Expert’s talk on Leighton’s final work

Art lovers in Scarborough have the chance to listen to a leading expert discussing one of the town’s most famous

artistic sons next month.

Daniel Robbins, Senior Curator at London’s Leighton House Museum, will give the first of Scarborough Art Gallery’s annual series of lunchtime talks on Friday March 1. His talk, entitled Between Life and Death: Leighton and Clytie, will look at Frederic, Lord Leighton’s final painting Clytie, which is currently on loan to the gallery from Leighton House.

At the time of Leighton’s death in 1896, Clytie remained unfinished in his studio. It depicts a nymph who fell in love with the sun god Apollo but was rejected by him, and turned into a sunflower.

The talk explores the background to this final work. What were the circumstances in which it was painted and who was the model Leighton used? Painted as his health began to fail, why did this subject seem to mean so much to him?

Daniel Robbins was responsible for the major restoration of the Leighton House Museum in 2009 and has written extensively on the history of the house and Leighton’s work. Leighton House, in Holland Park, was the former home and studio of the artist.

Robbins was a curator with Glasgow Museums before joining Leighton House in 1999.

Clytie is on display at Scarborough Art Gallery, along with five of Leighton’s sketches for it, until Sunday March 31.

It was purchased in 2008 for Leighton House Museum with the assistance of a £337,500 grant from the Heritage Lottery Fund (HLF) and contributions from The ArtFund, The Friends of Leighton House and public donations.
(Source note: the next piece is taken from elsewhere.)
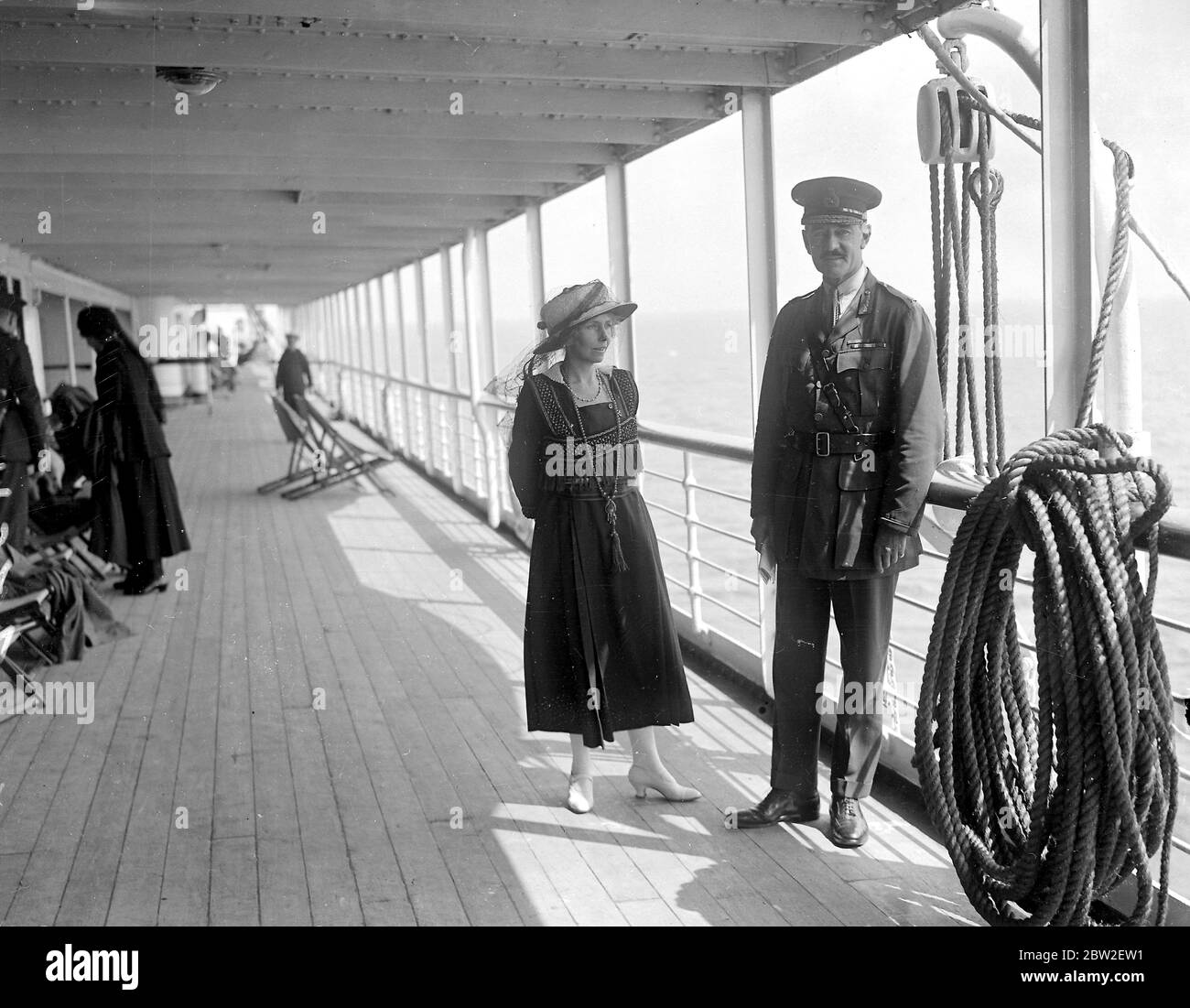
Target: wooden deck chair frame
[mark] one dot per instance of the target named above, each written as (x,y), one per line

Daniel Robbins’ talk will start at 12.30pm and last approximately an hour.

It is the first of a series of lunchtime talks on the last Friday of each month until December (excluding April, August and November).

Entrance is at the standard gallery fee of £2 (concessions £1.80), free to under-18s, holders of The Art Fund’s National Art Pass, and members of the Museums Association, the International Council of Museums (ICOM) and engage (the National Association for Gallery Education).